7. Teachers can use the diagnosis based remediation programme to achieve
mastery of MLL competencies in mathematics and can also create an
interest among the students to learn mathematics.
8. Findings of this study demand that teachers must try to improve the quality
of teaching so that abilities of attaining MLL competencies of mathematics
can be developed among children.. Teachers with the help of this study
can develop their own teaching strategies to teach different subjects
interestingly and innovatively.
9. The diagnosis based remediation program is useful for students who lag in
decimals, percentage and fractions where one can expect better results.
4.11. Suggestions 1. Present remediation programme can be extended to other classes.
2. New methods like discussion method, guided discovery method, mastery
learning and co-operative learning can be attempted by teachers.
3. This study can be extended in government aided and private schools in
urban and rural areas.
4. Studies may be conducted in other curricular areas using diagnosis based
remediation programme to study the effectiveness of the strategy.

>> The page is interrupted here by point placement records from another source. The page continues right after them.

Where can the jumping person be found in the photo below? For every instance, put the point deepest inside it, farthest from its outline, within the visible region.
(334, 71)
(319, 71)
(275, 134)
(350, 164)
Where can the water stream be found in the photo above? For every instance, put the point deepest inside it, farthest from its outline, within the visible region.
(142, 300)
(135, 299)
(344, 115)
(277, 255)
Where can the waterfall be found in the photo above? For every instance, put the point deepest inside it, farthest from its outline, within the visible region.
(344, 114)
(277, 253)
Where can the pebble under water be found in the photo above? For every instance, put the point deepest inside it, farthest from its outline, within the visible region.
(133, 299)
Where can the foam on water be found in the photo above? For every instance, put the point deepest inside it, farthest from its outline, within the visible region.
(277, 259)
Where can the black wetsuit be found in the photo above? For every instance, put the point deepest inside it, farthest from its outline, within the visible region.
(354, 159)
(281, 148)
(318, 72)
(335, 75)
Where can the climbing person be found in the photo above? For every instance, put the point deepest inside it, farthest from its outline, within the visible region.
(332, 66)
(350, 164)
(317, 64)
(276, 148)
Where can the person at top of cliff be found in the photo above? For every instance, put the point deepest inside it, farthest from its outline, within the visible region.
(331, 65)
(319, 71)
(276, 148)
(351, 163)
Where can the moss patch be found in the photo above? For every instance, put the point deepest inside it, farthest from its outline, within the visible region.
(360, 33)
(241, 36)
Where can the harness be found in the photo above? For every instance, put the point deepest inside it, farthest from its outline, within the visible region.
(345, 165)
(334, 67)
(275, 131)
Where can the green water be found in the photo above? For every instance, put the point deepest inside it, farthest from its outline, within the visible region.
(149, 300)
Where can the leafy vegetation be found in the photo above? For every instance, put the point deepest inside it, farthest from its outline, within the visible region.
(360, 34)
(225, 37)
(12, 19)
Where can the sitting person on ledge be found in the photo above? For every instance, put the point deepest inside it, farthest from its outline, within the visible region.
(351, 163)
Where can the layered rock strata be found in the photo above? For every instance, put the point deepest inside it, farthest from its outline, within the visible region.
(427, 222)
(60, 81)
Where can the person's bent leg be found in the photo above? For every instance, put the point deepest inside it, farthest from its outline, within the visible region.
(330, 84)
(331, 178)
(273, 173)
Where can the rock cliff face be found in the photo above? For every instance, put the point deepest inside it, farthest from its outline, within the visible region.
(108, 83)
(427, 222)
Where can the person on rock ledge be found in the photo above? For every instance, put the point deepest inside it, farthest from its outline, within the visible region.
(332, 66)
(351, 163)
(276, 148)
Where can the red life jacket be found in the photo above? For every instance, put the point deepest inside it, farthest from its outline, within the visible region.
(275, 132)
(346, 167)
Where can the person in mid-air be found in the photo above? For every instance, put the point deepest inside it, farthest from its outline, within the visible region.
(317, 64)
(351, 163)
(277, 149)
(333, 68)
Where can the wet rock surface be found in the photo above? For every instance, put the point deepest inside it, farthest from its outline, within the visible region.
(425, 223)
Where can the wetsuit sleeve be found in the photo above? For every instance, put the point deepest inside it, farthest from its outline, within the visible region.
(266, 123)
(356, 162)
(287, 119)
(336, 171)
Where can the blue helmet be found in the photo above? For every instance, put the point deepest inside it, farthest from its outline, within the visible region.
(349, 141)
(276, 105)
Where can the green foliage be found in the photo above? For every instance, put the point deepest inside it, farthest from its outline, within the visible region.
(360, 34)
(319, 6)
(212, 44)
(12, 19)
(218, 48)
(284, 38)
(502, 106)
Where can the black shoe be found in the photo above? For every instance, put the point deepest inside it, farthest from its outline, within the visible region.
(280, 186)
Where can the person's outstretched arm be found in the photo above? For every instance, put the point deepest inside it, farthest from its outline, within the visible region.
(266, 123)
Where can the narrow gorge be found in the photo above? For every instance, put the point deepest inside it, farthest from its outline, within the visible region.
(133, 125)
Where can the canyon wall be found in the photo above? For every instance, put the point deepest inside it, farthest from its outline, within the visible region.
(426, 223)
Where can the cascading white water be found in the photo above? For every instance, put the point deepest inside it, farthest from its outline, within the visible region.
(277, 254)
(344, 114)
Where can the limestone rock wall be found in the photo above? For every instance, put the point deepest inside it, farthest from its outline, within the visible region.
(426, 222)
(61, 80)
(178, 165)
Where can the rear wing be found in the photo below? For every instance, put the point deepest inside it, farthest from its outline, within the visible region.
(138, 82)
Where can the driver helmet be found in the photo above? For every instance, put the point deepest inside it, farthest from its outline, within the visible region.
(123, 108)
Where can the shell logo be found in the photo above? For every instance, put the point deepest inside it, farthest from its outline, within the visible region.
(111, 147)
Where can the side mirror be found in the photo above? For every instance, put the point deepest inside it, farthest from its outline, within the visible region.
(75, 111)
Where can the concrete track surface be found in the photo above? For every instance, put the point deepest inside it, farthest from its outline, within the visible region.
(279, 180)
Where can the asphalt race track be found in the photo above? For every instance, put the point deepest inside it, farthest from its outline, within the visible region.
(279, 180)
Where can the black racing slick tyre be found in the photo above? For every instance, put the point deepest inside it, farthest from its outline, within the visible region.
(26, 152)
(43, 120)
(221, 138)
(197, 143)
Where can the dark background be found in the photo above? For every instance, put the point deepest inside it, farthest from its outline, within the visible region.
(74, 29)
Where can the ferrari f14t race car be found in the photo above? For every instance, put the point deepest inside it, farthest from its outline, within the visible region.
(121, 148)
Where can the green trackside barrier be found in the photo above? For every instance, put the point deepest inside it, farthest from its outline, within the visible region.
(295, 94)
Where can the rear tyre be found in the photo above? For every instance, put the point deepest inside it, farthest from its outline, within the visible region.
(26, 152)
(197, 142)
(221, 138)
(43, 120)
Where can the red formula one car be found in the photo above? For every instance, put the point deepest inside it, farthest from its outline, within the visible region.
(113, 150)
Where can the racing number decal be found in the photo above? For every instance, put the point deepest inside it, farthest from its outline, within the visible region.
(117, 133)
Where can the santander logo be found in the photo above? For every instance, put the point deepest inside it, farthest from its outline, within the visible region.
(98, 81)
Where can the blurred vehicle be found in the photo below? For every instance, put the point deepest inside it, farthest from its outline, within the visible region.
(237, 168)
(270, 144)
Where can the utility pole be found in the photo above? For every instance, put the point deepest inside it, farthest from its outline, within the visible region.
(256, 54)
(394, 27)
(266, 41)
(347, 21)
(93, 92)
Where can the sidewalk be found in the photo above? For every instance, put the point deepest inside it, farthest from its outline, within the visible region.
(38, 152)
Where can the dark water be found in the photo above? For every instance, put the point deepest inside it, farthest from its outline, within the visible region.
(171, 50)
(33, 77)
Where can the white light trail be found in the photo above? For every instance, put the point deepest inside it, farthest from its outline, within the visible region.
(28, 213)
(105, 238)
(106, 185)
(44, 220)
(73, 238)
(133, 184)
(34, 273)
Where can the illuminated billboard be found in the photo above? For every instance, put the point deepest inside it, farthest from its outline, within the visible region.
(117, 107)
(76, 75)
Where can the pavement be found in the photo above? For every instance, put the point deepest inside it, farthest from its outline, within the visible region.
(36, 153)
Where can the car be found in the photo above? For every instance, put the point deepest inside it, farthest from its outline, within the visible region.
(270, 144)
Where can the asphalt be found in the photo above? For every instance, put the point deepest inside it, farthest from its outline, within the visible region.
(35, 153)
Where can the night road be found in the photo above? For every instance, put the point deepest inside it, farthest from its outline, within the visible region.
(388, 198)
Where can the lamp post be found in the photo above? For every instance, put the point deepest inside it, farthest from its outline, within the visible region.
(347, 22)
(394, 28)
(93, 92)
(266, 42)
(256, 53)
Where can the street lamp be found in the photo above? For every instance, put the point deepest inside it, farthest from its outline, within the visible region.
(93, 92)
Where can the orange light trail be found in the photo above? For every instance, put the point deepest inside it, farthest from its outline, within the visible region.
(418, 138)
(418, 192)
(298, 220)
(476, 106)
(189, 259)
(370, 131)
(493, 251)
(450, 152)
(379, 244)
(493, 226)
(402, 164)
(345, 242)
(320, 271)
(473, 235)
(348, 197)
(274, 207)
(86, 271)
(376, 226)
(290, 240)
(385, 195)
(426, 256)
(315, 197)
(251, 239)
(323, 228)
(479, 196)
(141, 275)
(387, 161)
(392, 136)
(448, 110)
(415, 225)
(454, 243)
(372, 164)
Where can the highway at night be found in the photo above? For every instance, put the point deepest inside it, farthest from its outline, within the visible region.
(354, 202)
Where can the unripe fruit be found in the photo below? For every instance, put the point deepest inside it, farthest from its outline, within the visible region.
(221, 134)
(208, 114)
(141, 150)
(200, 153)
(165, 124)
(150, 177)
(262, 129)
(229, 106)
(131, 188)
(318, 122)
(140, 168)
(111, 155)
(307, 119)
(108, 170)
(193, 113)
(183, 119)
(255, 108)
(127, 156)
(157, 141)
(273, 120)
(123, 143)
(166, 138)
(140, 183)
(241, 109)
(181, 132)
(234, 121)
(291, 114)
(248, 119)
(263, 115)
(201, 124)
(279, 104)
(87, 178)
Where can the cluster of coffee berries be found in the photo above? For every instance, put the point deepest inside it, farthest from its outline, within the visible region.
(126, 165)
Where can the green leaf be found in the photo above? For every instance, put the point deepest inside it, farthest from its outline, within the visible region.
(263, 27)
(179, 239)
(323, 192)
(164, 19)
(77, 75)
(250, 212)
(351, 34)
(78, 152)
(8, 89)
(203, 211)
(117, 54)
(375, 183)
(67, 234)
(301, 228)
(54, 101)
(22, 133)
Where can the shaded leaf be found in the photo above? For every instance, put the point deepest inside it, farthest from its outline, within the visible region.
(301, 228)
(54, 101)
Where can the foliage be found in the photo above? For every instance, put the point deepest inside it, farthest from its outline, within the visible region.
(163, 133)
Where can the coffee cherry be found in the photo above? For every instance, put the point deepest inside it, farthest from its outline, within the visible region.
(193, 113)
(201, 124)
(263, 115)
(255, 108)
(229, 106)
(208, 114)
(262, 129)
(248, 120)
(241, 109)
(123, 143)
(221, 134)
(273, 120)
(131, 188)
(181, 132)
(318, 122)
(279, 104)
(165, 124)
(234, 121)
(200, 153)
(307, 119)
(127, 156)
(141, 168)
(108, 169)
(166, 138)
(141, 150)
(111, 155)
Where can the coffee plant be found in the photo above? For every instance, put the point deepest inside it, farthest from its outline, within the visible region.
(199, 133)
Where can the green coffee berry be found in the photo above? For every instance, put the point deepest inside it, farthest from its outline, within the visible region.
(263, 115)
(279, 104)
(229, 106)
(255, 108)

5. The effectiveness of the diagnosis based remediation programme to be
verified for a full academic year.
6. A study involving other variables that may be intervening with attainment
levels could be conducted for greater understanding of the effectiveness of
diagnosis based remediation programme.
7. Further validation of effectiveness needs to be done when the strategy is
implemented on a larger scale and in different contexts of school
education, especially the multigrade context.